No quadro atual de tensões entre Estados Unidos e Irã, para além dos ataques ao seu aliado estratégico do Oriente Médio, Israel, a inteligência dos Estados Unidos afirmou que ocorreu uma intervenção iraniana no processo eleitoral de 2024 desde agosto. Numa tentativa de impedir que Donald Trump chegasse à Casa Branca, o alegado é a interferência no processo eleitoral e até mesmo espionagem, para fazer com que o povo estadunidense desconfie de seu processo eleitoral⁶. Além disso, um homem foi também acusado pelo governo estadunidense por conspiração para matar o então candidato à presidência. A crescente tensão entre ambos países reflete o sentimento de hostilidade em ascensão, podendo ser ainda mais acentuado uma vez que Trump comece de fato o seu governo, em 20 de janeiro de 2025.

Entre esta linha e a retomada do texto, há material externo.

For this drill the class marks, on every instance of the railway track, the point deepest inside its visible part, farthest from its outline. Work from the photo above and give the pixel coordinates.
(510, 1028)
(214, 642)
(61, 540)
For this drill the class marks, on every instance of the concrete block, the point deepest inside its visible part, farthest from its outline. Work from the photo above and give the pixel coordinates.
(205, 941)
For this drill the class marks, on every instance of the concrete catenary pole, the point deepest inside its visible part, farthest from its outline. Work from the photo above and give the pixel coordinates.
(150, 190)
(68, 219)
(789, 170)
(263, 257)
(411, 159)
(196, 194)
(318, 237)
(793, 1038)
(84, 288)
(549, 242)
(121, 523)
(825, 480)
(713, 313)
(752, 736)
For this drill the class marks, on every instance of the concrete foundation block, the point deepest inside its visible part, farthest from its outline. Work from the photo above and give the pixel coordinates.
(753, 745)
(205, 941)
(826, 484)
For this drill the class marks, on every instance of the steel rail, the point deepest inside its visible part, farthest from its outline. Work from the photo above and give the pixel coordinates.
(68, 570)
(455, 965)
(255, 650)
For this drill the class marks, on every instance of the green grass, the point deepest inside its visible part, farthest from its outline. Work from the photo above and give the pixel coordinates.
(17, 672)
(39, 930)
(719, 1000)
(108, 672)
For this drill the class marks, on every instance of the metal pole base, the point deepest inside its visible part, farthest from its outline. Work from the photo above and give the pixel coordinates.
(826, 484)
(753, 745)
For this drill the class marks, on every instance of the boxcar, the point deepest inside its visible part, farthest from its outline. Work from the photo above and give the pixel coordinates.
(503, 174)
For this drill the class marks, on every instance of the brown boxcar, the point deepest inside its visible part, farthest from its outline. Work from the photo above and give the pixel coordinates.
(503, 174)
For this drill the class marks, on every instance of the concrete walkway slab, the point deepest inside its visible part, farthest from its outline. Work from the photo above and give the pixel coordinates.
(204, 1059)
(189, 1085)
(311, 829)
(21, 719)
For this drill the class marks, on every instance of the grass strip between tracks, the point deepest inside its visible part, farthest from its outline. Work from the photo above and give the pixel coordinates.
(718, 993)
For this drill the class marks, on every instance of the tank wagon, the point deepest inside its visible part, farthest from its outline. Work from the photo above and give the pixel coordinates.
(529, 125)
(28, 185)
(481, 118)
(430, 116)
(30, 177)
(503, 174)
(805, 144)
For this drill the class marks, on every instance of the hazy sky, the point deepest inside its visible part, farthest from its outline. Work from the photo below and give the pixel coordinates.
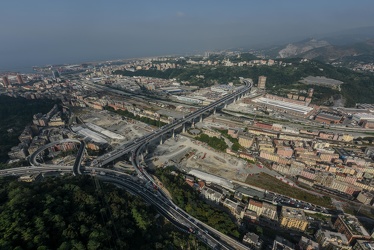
(39, 32)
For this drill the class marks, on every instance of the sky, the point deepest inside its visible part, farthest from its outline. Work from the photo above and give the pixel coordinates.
(42, 32)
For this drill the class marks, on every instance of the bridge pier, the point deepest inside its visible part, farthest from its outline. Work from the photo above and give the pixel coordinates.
(142, 157)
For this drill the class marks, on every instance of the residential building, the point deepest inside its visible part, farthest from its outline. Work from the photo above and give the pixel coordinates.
(6, 81)
(366, 197)
(255, 206)
(293, 218)
(261, 82)
(332, 240)
(245, 140)
(19, 79)
(350, 226)
(211, 194)
(282, 244)
(308, 244)
(363, 245)
(252, 240)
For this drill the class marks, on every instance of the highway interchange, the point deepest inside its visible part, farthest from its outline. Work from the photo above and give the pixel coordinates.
(144, 184)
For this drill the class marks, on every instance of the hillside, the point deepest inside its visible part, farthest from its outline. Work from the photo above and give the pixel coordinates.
(295, 49)
(359, 52)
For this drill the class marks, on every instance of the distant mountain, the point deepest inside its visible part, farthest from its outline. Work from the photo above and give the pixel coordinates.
(324, 51)
(348, 36)
(362, 51)
(295, 49)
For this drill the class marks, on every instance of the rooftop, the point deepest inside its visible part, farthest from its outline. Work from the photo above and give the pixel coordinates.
(284, 105)
(353, 225)
(293, 213)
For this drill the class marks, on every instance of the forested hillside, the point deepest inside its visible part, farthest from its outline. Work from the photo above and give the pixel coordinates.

A recente onda de ataques e tentativas de interferência, incluindo o lançamento de drones iranianos em direção a Israel, bem como a interceptação de armas destinadas ao Hezbollah na Síria, são exemplos de como essa tensão tem se manifestado em conflitos diretos e indiretos. Israel, por sua vez, mantém seu nível de prontidão elevado, com oficiais israelenses frequentemente publicando demonstrações de força em redes sociais, reforçando sua capacidade de resposta a ameaças regionais.
CRONOLOGIA DOS ATAQUES MAIS RECENTES

A mídia estatal iraniana utilizou-se do direito de autodefesa do artigo 51 da Carta das Nações Unidas⁷, alegando que responderia com firmeza a qualquer ataque de Israel ou dos EUA, embora tenha reiterado que não tem interesse em um conflito total, sinalizando a indisposição para uma escalada ainda maior que poderia fragilizar ambos Estados. Essa postura reflete a doutrina de dissuasão mútua: enquanto ambas as partes evitam um conflito direto, cada uma mantém uma posição firme para proteger sua credibilidade e reputação perante a comunidade internacional e seus aliados regionais.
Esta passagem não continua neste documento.